Search code examples
javaxmlxpathsaxentities

Which Java XML Parsing method to use when rewriting an XML file?


Edited for a little clarity.

I'm writing a Java application that takes an XML file and rewrites it if the information in the file needs to be updated. An example of an XML file is below:

<!DOCTYPE book PUBLIC "myDTD.dtd" [

<!ENTITY % ent SYSTEM "entities.ent">
%ent;

]>

<book id="EXDOC" label="beta" lang="en">
   <title>Example Document</title>
   <bookinfo>
      <authorgroup>
         <author>
            <firstname>George</firstname>
            <surname>Washington</surname>
         </author>
         <author>
            <firstname>Barbara</firstname>
            <surname>Bush</surname>
         </author>
      </authorgroup>
      <pubsnumber>E12345</pubsnumber>
      <releaseinfo/>
      <pubdate>March 2016</pubdate>
      <copyright>
         <year>2012, 2016</year>
         <holder>Company and/or its affiliates. All rights reserved.</holder>
      </copyright>
      <xi:include xmlns:xi="http://www.w3.org/2001/XInclude" href="Abstract.xml" parse="xml"/>
      <xi:include xmlns:xi="http://www.w3.org/2001/XInclude" href="legal.xml" parse="xml"/>
   </bookinfo>
   <xi:include xmlns:xi="http://www.w3.org/2001/XInclude" href="preface.xml" parse="xml"/>
...

I need to grab certain nodes and check that information, and if the information is incorrect, update the node to have the correct text.

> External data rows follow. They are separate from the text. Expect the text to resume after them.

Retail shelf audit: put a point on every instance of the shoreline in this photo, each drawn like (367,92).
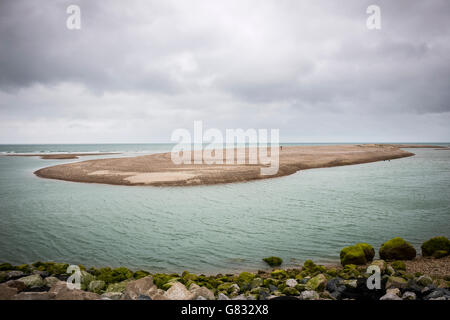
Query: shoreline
(159,170)
(60,156)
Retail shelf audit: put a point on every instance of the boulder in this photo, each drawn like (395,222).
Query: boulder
(34,296)
(12,275)
(359,254)
(396,282)
(408,295)
(202,292)
(32,281)
(179,292)
(118,287)
(96,286)
(437,246)
(380,264)
(424,281)
(19,285)
(291,283)
(399,265)
(391,294)
(318,283)
(309,295)
(397,249)
(85,279)
(112,295)
(50,281)
(62,292)
(143,286)
(221,296)
(273,261)
(7,292)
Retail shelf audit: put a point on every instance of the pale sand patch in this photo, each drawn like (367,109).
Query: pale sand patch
(109,172)
(150,177)
(159,170)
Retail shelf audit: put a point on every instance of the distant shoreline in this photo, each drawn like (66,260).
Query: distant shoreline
(59,156)
(159,170)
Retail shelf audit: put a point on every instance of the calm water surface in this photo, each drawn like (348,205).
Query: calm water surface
(222,228)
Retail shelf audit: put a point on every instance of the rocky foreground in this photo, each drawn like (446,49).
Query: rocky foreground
(399,279)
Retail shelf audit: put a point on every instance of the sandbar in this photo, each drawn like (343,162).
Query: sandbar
(159,170)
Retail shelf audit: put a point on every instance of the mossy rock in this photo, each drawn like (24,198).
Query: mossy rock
(398,265)
(25,268)
(244,280)
(186,276)
(289,291)
(397,249)
(332,272)
(279,274)
(160,279)
(270,281)
(318,283)
(53,268)
(115,275)
(140,274)
(431,246)
(273,261)
(3,276)
(6,267)
(440,254)
(85,279)
(117,287)
(97,286)
(359,254)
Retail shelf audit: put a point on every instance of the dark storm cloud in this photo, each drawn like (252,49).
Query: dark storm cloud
(232,63)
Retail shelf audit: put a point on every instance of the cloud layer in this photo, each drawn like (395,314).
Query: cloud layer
(136,72)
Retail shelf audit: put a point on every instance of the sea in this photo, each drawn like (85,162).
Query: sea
(222,228)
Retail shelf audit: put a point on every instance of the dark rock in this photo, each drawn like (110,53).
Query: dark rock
(6,292)
(362,292)
(333,284)
(43,274)
(19,285)
(14,275)
(272,288)
(285,298)
(397,249)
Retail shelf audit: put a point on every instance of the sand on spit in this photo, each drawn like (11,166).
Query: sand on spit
(159,170)
(59,156)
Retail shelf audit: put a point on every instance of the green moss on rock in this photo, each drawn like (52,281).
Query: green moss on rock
(115,275)
(397,249)
(290,291)
(279,274)
(273,261)
(398,265)
(140,274)
(6,267)
(431,246)
(359,254)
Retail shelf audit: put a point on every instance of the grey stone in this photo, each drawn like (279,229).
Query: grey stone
(221,296)
(112,295)
(309,295)
(11,275)
(32,281)
(408,295)
(291,283)
(179,292)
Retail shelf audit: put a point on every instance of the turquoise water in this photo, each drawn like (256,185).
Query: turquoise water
(224,228)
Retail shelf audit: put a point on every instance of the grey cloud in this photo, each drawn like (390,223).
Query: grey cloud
(231,63)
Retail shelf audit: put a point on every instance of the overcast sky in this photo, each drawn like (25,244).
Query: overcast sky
(137,70)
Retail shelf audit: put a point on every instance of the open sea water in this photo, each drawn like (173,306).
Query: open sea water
(221,228)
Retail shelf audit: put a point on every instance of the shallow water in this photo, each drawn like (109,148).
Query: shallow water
(221,228)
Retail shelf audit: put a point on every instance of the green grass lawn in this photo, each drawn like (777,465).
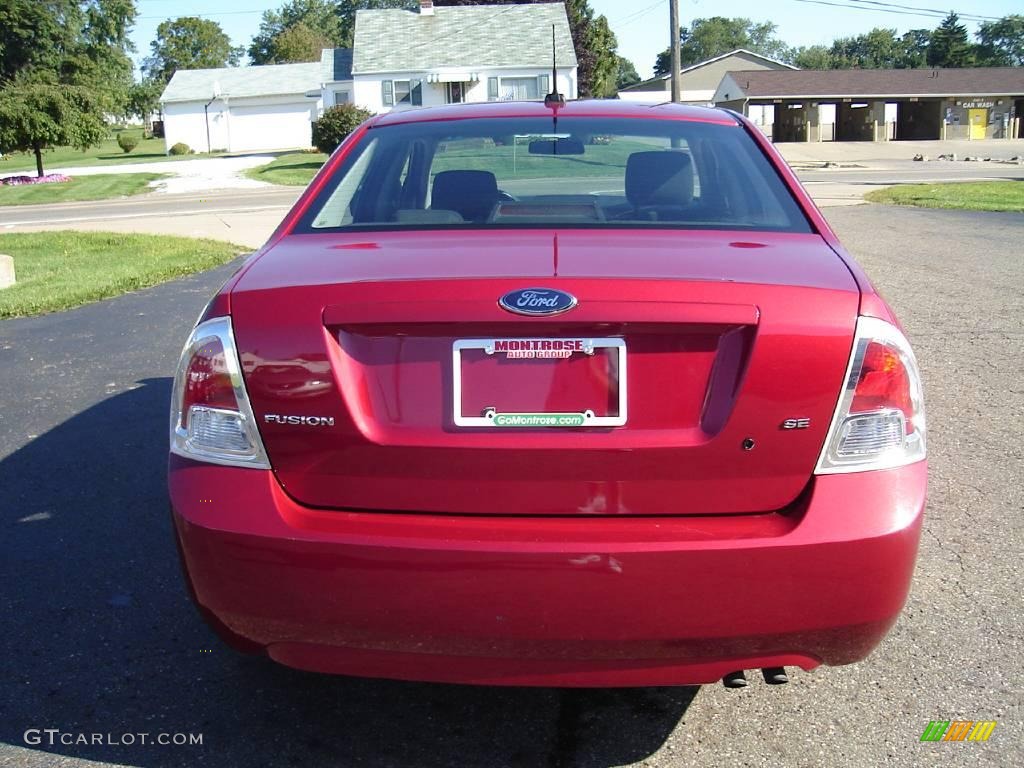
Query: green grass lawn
(507,163)
(294,169)
(62,269)
(148,151)
(100,186)
(973,196)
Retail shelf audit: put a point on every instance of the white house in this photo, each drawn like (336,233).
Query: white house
(399,59)
(243,109)
(453,54)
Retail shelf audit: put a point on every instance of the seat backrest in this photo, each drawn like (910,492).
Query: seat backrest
(472,195)
(659,178)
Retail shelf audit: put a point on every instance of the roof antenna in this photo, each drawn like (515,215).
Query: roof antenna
(554,99)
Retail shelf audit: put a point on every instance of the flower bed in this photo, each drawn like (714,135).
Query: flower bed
(47,179)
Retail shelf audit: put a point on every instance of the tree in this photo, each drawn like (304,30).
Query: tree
(143,99)
(335,125)
(293,26)
(627,74)
(949,45)
(914,49)
(603,74)
(300,43)
(37,113)
(34,34)
(878,49)
(188,43)
(64,67)
(813,57)
(707,38)
(1001,42)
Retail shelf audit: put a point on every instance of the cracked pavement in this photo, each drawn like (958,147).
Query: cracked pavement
(99,636)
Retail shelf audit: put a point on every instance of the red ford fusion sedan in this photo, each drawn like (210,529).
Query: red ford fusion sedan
(542,394)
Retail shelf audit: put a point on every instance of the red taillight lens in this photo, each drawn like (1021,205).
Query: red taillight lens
(880,418)
(211,417)
(208,381)
(884,383)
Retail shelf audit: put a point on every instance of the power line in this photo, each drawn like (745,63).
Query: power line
(916,7)
(903,10)
(636,15)
(204,15)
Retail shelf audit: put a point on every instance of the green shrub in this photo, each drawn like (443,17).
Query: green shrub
(127,141)
(335,124)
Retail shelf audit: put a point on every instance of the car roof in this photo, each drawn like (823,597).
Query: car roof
(586,108)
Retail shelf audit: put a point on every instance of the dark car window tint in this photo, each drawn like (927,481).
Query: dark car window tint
(577,172)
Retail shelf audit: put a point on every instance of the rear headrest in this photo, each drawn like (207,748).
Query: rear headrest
(659,178)
(471,194)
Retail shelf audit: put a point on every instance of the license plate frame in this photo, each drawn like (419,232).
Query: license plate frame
(540,420)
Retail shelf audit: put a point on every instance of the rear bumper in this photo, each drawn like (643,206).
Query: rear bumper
(550,601)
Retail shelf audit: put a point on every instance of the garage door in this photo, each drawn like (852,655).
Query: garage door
(259,127)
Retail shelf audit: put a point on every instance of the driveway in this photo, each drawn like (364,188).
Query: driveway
(184,176)
(100,638)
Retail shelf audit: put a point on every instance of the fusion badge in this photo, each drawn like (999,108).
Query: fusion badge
(309,421)
(538,301)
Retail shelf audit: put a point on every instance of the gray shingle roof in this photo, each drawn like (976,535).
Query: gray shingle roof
(809,83)
(464,36)
(336,65)
(239,82)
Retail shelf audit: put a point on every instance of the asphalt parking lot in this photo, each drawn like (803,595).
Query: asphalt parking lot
(98,635)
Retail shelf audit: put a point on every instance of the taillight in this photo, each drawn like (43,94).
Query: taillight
(211,418)
(880,419)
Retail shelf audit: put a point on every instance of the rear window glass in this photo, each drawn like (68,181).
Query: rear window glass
(577,172)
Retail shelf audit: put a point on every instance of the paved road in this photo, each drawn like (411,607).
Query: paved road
(248,216)
(98,635)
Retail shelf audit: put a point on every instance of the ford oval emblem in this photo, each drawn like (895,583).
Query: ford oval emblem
(538,301)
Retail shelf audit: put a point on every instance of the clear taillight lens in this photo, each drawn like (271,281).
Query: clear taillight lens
(880,419)
(211,418)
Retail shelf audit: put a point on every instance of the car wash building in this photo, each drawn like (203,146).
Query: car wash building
(881,104)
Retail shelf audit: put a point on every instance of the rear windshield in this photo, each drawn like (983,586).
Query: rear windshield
(577,172)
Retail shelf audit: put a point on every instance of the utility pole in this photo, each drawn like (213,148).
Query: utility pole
(676,65)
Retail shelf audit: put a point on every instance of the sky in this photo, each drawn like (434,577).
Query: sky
(642,26)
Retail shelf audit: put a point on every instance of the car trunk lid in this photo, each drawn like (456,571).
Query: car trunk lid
(727,339)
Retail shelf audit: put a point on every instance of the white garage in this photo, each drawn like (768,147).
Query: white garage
(245,109)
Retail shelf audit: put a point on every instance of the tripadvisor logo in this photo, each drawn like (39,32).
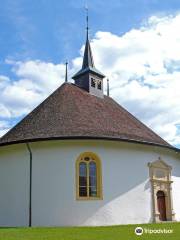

I might also want to add/remove nodes as needed.

For example, in the node, I might need to change the copyright year to list the most recent year. Or, I might need to add a writer to the element.

At the moment, I create an instance of a SAX Parser, validate the XML file to create a Document from this instance (which in turn resolves any entities), read the nodes from the Document, and update the text with the setTextContent() method. I then take the resulting Document at the end of all my updates for the particular file and use a DOMSource and Transformer factory to output my file:

 TransformerFactory transformerFactory;
 transformerFactory = TransformerFactory.newInstance();
 Transformer transformer = transformerFactory.newTransformer();
 DOMSource source = new DOMSource(doc);
 StreamResult result = new StreamResult(new File(uri));
 transformer.transform(source, result);

This presents some limitations, though, that I really want to get around. For one, if the inline text has a text entity &something;, I want to keep the entity as is. At the moment, my entity resolves to the text itself when the file is rewritten.

So for example, if I have

<!ENTITY something "Something">

if my file has something like:

<para> There's a &something; here.</para>

When I rewrite, I want it to say:

<para> Here's a &something; there.</para>

But the entity resolves and the file becomes:

<para>Here's a Something there.</para>

I'm not sure what to do with my entityResolver class such that it doesn't automatically resolve these entities when I read the nodes without breaking the rest of my code. I also have another class I use with XPATH that pulls certain information from the doc to compare the information in the XML file with what is recorded in the database, so I can't just not set the entityResolver otherwise that XPATH expression breaks entirely.

I suppose I could have a separate parser for reading/writing the XML file and then the SAX parser that's necessary to grab the info from our database, but I want to do this as clean as possible.

Any help would be appreciated...


Solution

  • Unfortunately, you cannot tell the transformation engine not to expand the entity references. That happens as the XML is parsed, so they are lost by the time the XML content is being transformed.

    What about a multi-stage transformation scenario where you:

    1. Replace the entity reference with entity-reference-like tokens i.e. replace &something; with ¶something;, as Michael Kay suggested.
    2. Perform your transformation to adjust the content as needed, which won't expand the entity references and will preserve your entity-reference-like tokens. And if you do need the entities resolved in order to verify those entities information, you could also load the original XML doc (with expanded entities) and cross-reference between the documents.

    3. Change the entity-reference-like tokens in the transformed output back into entity-references with another find/replace.